ChatGPT was successful because human instructors told the AI model that controlled the bot what was good and wrong. Additional AI may make AI aids more innovative and more reliable for human teachers, according to OpenAI.

With ChatGPT, OpenAI pioneered reinforcement learning with human feedback (RLHF). This method refines an AI model with human testers to make its output more coherent, less unpleasant, and more accurate. An algorithm controls the model based on trainer ratings. Chatbots are more trustworthy and valuable and behave better thanks to technology.

Read also: How Ziki Uses AI to Tailor Education for every Student

OpenAI researcher Nat McAleese said, “RLHF does work very well, but it has some key limitations.” Unreliable human feedback is one example. Furthermore, even expert humans may struggle to rate complicated outputs like software code. It can also optimise a model to generate convincing but inaccurate results.

How does OpenAI’s new model assist human trainers in assessing code?

OpenAI refined its most powerful model, GPT-4, to help human trainers evaluate code. The company found that CriticGPT could find bugs humans overlooked and that human judges liked its code critiques 63% of the time. OpenAI will consider applying the method beyond code.

MacAleese says, “We’re starting work to integrate this technique into our RLHF chat stack. He admits that CriticGPT can hallucinate but believes it could improve OpenAI’s models and ChatGPT by minimising human training errors. The ability of humans to instruct an AI beyond their capacities may potentially help AI models get more brilliant, he says. McAleese says that people will require more excellent aid as models improve.

The new technique is now being developed to improve large language models and squeeze more abilities. It is also part of an effort to ensure that AI behaves in acceptable ways even as it becomes more capable.

Anthropic, a rival to OpenAI formed by ex-OpenAI workers, released Claude, its chatbot, last month with improved training and data.
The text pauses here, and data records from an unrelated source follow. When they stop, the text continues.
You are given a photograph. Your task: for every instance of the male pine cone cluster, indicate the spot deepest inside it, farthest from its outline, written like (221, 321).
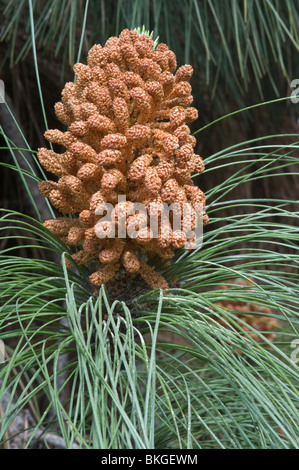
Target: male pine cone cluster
(127, 114)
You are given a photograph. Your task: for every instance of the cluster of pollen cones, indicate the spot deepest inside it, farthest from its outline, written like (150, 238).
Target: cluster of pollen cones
(128, 136)
(262, 320)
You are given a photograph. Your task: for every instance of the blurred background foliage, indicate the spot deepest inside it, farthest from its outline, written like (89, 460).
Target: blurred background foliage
(242, 51)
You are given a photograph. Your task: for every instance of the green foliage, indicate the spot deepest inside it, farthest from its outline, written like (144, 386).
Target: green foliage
(127, 383)
(232, 44)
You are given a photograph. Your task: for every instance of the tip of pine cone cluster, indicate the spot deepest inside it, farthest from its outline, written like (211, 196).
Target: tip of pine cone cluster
(128, 114)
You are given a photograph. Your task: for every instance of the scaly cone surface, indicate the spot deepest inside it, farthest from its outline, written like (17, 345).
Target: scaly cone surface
(127, 114)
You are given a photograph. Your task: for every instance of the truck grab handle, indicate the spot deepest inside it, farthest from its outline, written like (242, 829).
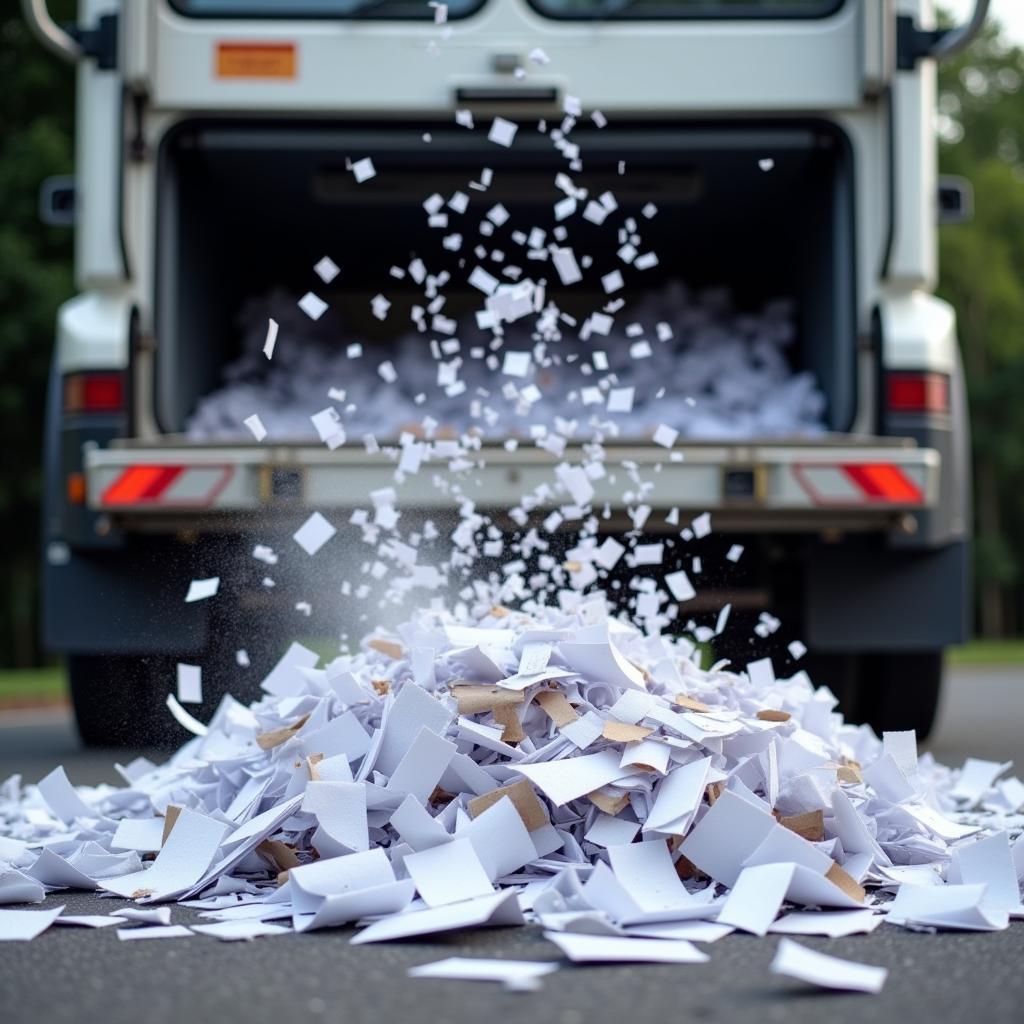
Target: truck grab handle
(955, 40)
(54, 38)
(912, 43)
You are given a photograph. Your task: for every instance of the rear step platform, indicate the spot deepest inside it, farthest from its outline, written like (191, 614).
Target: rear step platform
(842, 480)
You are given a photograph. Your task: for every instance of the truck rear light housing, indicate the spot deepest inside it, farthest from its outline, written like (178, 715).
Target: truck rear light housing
(93, 391)
(918, 392)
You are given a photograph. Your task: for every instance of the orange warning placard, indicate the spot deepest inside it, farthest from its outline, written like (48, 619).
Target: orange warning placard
(256, 60)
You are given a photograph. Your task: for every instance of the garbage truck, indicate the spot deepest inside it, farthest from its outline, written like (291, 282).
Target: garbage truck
(790, 147)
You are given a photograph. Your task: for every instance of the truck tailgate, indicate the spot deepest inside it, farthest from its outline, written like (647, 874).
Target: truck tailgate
(846, 479)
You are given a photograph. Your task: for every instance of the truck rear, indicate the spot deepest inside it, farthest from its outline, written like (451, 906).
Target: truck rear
(787, 153)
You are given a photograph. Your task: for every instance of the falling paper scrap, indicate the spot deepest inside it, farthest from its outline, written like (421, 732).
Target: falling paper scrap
(479, 793)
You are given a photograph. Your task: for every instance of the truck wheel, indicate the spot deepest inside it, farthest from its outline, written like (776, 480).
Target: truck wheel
(109, 694)
(901, 691)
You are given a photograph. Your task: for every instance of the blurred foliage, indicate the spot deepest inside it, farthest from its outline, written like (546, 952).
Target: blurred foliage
(981, 127)
(37, 103)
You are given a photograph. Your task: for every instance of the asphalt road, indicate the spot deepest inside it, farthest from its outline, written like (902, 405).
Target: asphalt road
(69, 976)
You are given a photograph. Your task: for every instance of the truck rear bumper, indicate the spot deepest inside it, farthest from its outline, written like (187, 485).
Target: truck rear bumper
(846, 482)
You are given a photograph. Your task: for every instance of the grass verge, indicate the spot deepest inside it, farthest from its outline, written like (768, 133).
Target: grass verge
(33, 687)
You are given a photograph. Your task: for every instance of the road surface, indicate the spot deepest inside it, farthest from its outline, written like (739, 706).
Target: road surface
(71, 977)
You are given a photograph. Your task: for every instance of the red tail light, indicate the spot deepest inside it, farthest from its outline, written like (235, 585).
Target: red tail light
(919, 392)
(93, 392)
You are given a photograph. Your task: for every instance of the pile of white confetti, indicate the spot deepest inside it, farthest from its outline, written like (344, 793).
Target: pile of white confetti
(694, 363)
(549, 766)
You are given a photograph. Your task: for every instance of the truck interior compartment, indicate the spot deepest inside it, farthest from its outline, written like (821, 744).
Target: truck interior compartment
(246, 209)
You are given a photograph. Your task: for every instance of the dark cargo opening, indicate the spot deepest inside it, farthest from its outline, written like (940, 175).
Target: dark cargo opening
(246, 208)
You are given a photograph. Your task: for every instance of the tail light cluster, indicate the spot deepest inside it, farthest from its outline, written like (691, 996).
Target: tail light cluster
(94, 391)
(918, 392)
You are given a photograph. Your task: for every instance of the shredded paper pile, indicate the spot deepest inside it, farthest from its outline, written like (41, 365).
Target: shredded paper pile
(545, 749)
(540, 765)
(733, 369)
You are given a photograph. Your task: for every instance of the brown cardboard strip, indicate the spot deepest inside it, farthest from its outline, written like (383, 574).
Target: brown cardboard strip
(690, 704)
(846, 882)
(267, 740)
(621, 732)
(810, 825)
(557, 708)
(475, 698)
(523, 799)
(608, 804)
(282, 855)
(506, 716)
(170, 816)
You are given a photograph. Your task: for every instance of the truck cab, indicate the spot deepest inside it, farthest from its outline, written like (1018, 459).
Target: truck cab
(788, 146)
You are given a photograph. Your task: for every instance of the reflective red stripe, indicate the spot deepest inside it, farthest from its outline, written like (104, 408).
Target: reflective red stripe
(884, 481)
(163, 481)
(133, 484)
(156, 485)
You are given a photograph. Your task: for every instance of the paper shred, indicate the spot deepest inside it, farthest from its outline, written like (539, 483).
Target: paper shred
(201, 590)
(312, 305)
(611, 949)
(364, 170)
(313, 534)
(796, 961)
(189, 683)
(327, 269)
(255, 424)
(502, 131)
(271, 338)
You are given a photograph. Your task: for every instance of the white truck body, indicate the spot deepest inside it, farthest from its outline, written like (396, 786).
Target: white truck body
(835, 71)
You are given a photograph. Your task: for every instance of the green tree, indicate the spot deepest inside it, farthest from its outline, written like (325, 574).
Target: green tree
(37, 103)
(981, 112)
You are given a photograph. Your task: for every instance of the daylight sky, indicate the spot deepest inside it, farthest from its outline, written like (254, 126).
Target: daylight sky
(1009, 12)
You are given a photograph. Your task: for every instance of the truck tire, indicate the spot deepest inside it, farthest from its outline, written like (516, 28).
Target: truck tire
(113, 697)
(901, 691)
(120, 699)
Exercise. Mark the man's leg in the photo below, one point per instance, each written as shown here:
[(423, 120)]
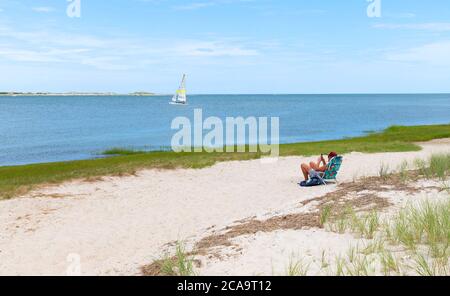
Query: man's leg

Anthropic and OpenAI have also announced new tools to analyse AI models to understand how they produce output to prevent deceit.

Read also: Sonia’s AI chatbot redefines therapy

OpenAI’s Breakthrough in AI Alignment

OpenAI may be able to train more innovative, trustworthy AI models that align with human values if they can employ the new method in more than just code. OpenAI is training the next large AI model. The brand wants to show it’s serious about model behaviour. This happened after a well-known AI risk group was disbanded. 

He managed the team with co-founder and former board member Ilya Sutskever, who briefly ousted CEO Sam Altman before helping him return. Some on that team have since complained that the corporation is taking too many risks to swiftly produce and sell sophisticated AI systems.

Dylan Hadfield-Menell, a professor at MIT who researches ways to align AI, says the idea of having AI models help train more powerful ones has been kicking around for a while. “This is a pretty natural development,” he says.

RLHF researchers considered related ideas several years ago, according to Hadfield-Menell. How broadly applicable and powerful it is is unknown. He explains, “It might lead to big jumps in individual capabilities and a stepping stone towards more effective feedback in the long run.